In fact, those who study memory have an explanation for why the world seems to speed up as you grow older – and it speaks to this point. As a child everything is new and nothing is routine.

But then you start to understand the weather, and the subway route, and the school day’s schedule and these routines all smash together without any distinctive markers. As you get older, in other words, you start to run out of mental landmarks, and the years just whizz by without you able to segregate one day from another. Time….flies.

But not for the child. Not yet.

Let me tell you a Carnival story. I’m a native New Orleanian, and today the people of New Orleans are waking up for Mardi Gras day.

Now, I’m well aware of Mardi Gras’ reputation, mostly fueled by media reports from Bourbon Street of people drinking beer and exposing themselves, but these 15 second television clips are sensational exceptions to the celebration.

The Carnival season is fit for a family.

That’s where my story starts.

You see, I’ve seen hundreds of parades, but it wasn’t just two weeks ago when I learned the true reason for the season, when I watched a parade through the eyes of my 15 month old granddaughter Claire.

As Claire viewed her very first parade, I peered into her fresh, sparkling eyes where everything was new, and saw the world through the eyes of a child. Funny that although I studied the history of Mardi Gras it wasn’t until this moment that I was able to visualize the ancient religious and cultural traditions that forged the path of celebration before us. With the Carnival crowd surrounding our senses – I was able to see the wonderment of things anew and why we celebrate at all.

What gets the people of New Orleans up this morning.
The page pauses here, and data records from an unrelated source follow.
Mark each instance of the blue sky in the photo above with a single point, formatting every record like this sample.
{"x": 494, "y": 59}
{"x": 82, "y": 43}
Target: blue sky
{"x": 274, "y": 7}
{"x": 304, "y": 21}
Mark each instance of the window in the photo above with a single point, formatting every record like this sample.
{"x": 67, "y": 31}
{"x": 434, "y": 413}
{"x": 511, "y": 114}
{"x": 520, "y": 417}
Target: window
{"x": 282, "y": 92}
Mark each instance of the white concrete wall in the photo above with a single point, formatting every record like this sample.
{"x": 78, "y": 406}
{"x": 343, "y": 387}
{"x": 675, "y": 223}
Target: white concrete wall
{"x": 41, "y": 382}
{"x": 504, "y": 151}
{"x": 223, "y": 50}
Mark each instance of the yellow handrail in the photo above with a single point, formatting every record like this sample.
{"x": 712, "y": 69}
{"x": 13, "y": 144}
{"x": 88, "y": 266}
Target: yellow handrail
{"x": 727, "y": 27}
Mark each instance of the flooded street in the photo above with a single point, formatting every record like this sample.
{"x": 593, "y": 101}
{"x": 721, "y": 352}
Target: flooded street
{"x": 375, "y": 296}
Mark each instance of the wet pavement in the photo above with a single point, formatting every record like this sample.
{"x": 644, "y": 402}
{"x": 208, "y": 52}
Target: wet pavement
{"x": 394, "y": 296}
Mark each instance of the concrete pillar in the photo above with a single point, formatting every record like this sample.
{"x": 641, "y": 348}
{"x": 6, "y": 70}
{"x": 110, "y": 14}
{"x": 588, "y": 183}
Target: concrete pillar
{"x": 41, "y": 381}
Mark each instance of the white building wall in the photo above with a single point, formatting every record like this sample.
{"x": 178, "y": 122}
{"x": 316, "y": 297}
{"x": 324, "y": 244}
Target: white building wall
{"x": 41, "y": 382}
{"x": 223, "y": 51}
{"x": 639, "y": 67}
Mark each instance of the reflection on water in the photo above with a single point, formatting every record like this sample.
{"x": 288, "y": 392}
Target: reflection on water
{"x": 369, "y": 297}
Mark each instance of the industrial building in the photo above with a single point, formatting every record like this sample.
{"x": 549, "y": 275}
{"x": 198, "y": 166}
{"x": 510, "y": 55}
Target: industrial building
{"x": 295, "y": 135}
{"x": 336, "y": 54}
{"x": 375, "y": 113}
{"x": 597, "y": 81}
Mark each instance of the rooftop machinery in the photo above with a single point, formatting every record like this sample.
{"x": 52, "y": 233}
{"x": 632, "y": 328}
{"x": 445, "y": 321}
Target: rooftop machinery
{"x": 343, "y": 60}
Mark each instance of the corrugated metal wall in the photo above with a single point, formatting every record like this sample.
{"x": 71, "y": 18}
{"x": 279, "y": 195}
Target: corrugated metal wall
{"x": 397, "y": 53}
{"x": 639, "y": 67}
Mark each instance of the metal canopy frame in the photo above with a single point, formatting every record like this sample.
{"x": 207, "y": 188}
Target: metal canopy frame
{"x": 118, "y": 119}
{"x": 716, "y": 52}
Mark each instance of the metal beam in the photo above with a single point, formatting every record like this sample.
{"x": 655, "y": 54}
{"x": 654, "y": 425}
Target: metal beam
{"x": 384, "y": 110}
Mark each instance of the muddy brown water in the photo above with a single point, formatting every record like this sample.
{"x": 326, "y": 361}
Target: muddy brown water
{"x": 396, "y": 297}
They drag their families to the parade route, through this morning’s rainy weather, and they camp out for hours among a crowd — but why? For the plastic beads of which they already have hundreds at home?
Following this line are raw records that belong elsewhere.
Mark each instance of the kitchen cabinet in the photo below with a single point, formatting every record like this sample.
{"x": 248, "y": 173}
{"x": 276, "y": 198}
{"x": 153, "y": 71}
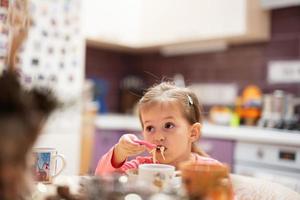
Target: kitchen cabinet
{"x": 161, "y": 25}
{"x": 222, "y": 150}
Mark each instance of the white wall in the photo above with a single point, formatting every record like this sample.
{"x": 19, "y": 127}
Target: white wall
{"x": 171, "y": 20}
{"x": 138, "y": 23}
{"x": 113, "y": 20}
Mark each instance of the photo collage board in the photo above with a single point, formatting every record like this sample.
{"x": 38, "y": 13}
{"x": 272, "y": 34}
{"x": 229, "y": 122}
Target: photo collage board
{"x": 53, "y": 54}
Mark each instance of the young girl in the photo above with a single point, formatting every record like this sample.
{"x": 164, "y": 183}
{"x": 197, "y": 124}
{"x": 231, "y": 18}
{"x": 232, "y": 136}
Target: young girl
{"x": 170, "y": 118}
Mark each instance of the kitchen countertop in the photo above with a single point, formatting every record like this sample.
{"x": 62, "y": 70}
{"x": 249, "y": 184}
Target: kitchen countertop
{"x": 243, "y": 133}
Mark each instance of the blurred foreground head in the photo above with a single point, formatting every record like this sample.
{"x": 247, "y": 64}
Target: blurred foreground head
{"x": 22, "y": 116}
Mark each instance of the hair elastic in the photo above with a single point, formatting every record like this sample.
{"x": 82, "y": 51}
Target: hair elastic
{"x": 190, "y": 100}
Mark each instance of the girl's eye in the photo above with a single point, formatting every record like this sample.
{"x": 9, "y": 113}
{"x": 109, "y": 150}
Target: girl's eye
{"x": 150, "y": 129}
{"x": 169, "y": 125}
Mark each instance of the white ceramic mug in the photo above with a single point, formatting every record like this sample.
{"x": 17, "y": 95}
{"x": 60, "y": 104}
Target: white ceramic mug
{"x": 45, "y": 164}
{"x": 158, "y": 175}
My moment with Claire on the parade route two weeks ago created a mental landmark. How difficult it is to breakout of routine and create these landmarks.

And here we all are on Harvard’s historic campus. Here I am.
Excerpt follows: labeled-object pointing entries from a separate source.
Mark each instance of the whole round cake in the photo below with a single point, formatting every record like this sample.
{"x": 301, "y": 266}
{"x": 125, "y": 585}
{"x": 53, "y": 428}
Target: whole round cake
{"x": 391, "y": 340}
A teenage mom turned businesswoman, I’ve got 30+ years of routine on my résumé. And then I wake up one morning here at the Yard, a student in the Harvard community. My existence here is a gift that seemingly helped reclaim my childlike wonder. Everything is new.

All across campus for centuries, professors engaged in their life’s work passionately as they shared their tokens of intellect to their students. It’s easy to get stunned by the assignments and the routine, but with fresh eyes you can open your mind to see histories and perspectives never known. Even for me, someone thrown into academia from afar, where everything was new and as Robert Frost would say — “golden” — “so dawn goes down to day,” and the routine sets in. Nothing gold can stay. It becomes a struggle to always wake up and look at things fresh. To make mental landmarks.

As New Orleans celebrates Mardi Gras today, and the world celebrates Carnival, they simply are celebrating the fleetingness of life, and preparing for Ash Wednesday tomorrow, when they will be soberly reminded of the collective journey we share.

Whether in the classroom at Harvard or on the streets of Mardi Gras in New Orleans, Let today be a celebration for us all.

Let today remind us that regardless of our age or intellect, there is so much to be learned and so much wonder to see in our world, if we just wake up each morning and look through the eyes of what – in the face of all our world has to offer — what we actually are.

What if…we continued to see our world through the eyes of a child?